La pédagogie du président français est reconnue. Emmanuel Macron aime expliquer, dans la durée. Il aime parler longtemps, et le format de la mi-journée peut donc lui convenir assez bien. Son problème est celui des mots utilisés. Ce chef de l’Etat a toujours eu de la peine, lorsqu’il était ministre de l’Economie, puis candidat, à trouver les expressions justes face aux électeurs populaires en colère. On se souvient des remarques blessantes faites au sujet des ouvrières bretonnes au tout début de son mandat ministériel.

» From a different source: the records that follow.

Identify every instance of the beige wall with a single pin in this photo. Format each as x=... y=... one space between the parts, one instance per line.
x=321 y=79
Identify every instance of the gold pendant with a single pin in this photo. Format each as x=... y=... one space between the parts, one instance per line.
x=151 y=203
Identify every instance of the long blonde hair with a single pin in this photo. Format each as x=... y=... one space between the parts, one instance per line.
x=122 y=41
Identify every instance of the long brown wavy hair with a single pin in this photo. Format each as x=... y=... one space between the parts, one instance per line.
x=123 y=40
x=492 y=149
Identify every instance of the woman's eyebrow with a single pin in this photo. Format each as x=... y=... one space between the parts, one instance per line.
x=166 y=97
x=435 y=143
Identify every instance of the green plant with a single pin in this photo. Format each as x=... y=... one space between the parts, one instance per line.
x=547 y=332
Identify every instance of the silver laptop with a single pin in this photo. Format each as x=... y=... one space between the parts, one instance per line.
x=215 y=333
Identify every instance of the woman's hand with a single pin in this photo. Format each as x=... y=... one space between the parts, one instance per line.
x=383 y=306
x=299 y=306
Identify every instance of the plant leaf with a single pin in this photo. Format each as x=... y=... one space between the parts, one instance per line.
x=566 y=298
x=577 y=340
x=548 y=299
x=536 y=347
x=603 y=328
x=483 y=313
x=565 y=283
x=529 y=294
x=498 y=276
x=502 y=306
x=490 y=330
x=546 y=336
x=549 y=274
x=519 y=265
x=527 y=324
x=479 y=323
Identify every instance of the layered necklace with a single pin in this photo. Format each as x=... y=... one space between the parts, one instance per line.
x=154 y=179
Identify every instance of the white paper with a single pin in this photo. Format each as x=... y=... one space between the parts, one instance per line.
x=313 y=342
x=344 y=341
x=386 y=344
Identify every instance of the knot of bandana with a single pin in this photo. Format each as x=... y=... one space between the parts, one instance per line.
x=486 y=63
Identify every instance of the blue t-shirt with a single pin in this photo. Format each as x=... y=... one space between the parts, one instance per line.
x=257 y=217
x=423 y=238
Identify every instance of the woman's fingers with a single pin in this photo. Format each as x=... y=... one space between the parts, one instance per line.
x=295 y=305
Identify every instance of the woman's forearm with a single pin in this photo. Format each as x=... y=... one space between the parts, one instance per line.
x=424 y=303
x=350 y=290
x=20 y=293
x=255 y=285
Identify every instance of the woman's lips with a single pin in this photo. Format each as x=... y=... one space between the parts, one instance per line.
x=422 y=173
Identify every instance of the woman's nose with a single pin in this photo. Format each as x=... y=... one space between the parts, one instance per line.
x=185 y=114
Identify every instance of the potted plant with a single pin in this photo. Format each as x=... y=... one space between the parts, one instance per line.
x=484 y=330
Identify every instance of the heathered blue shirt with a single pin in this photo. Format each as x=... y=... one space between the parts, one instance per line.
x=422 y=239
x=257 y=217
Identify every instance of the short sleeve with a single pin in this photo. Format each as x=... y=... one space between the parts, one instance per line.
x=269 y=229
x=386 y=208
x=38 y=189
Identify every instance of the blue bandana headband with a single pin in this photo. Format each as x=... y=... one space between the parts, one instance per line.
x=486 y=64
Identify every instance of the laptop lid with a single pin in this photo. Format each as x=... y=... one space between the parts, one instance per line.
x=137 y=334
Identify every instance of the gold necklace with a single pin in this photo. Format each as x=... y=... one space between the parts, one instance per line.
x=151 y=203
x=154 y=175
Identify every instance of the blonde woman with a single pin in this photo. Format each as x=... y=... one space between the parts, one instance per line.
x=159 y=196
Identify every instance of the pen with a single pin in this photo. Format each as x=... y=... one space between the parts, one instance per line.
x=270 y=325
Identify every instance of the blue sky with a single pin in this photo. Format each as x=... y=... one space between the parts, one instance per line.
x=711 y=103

Un récent accrochage, devant les caméras, avec une infirmière en colère a fait le tour des réseaux sociaux. Emmanuel Macron a une force de conviction qu’il aime exposer lors de confrontations directes avec les mécontents. Il est tenace. Mais c’est cette fois la France qu’il doit prendre à témoin. Un an après son élection, il lui faut prouver que la barre de son gouvernement n’est pas résolument à droite. Il ne peut pas seulement parler de dette, ou d’importance des réformes économiques. Il doit démontrer qu’il est aussi un président à l’écoute. Difficile, pour un locataire de l’Elysée habitué surtout à donner des impulsions et des leçons.